How to eliminate the unnecessary subtraction in a loop

Hello All,

Recently I am testing the compilation efficiency of riscv-llvm against riscv-gcc. And there are several cases that llvm generates inferior code already in the IR. Probably these issues can be easily solved by switching on a specific compiler flag.

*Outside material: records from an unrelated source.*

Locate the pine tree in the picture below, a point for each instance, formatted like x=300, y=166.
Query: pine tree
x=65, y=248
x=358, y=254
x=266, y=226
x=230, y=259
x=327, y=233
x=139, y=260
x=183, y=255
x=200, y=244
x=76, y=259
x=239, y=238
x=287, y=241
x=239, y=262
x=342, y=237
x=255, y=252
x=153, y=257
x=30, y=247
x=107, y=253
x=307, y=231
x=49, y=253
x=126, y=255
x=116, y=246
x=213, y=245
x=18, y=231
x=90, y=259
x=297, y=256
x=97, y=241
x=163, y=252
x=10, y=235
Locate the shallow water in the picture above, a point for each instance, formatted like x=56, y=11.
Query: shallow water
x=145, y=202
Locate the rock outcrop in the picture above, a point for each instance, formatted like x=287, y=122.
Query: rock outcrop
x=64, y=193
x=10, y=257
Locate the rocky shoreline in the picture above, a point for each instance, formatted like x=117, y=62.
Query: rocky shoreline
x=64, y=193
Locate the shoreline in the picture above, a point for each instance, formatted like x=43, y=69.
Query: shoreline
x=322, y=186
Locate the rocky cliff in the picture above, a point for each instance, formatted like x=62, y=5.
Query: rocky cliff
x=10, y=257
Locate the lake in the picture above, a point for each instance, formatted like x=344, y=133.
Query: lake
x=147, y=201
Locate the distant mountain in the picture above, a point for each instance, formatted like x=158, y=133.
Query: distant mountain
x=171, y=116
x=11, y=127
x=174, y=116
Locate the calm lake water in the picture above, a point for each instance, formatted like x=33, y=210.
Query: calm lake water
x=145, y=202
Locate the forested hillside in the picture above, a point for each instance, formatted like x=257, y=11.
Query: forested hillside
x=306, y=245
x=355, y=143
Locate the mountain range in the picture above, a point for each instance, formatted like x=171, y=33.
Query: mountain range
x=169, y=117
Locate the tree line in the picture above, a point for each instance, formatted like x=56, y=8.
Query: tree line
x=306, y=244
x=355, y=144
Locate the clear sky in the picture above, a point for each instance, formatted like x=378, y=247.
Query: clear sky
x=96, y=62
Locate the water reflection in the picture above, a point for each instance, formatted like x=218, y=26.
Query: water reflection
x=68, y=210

One of the cases shown below, modified from embench-iot/aha-mont64

uint64_t
modul64 (uint64_t x, uint64_t y, uint64_t z)
{

  int64_t i, t;

  for (i = 1; i <= 64; i++)
    {				// Do 64 times.
      y = y << 1;		// one bit.
      if (y >= z)
	{
	  x = x - z;
	}
    }
  return x;
}

The programmer intends to subtract z from x when the condition y>=z holds, and skip the subtraction when it does not. However, the asm generated with -O2 by llvm is as following:

modul64:                                # @modul64
        addi    a3, zero, 64
        j       .LBB0_2
.LBB0_1:                                #   in Loop: Header=BB0_2 Depth=1
        addi    a3, a3, -1
        sub     a0, a0, a4
        beqz    a3, .LBB0_4
.LBB0_2:                                # =>This Inner Loop Header: Depth=1
        slli    a1, a1, 1
        mv      a4, zero
        bltu    a1, a2, .LBB0_1
        mv      a4, a2
        j       .LBB0_1
.LBB0_4:
        ret

The subtrahend is assigned to zero if the if-condition does not hold and the subtraction always takes place. I believe this is not desired.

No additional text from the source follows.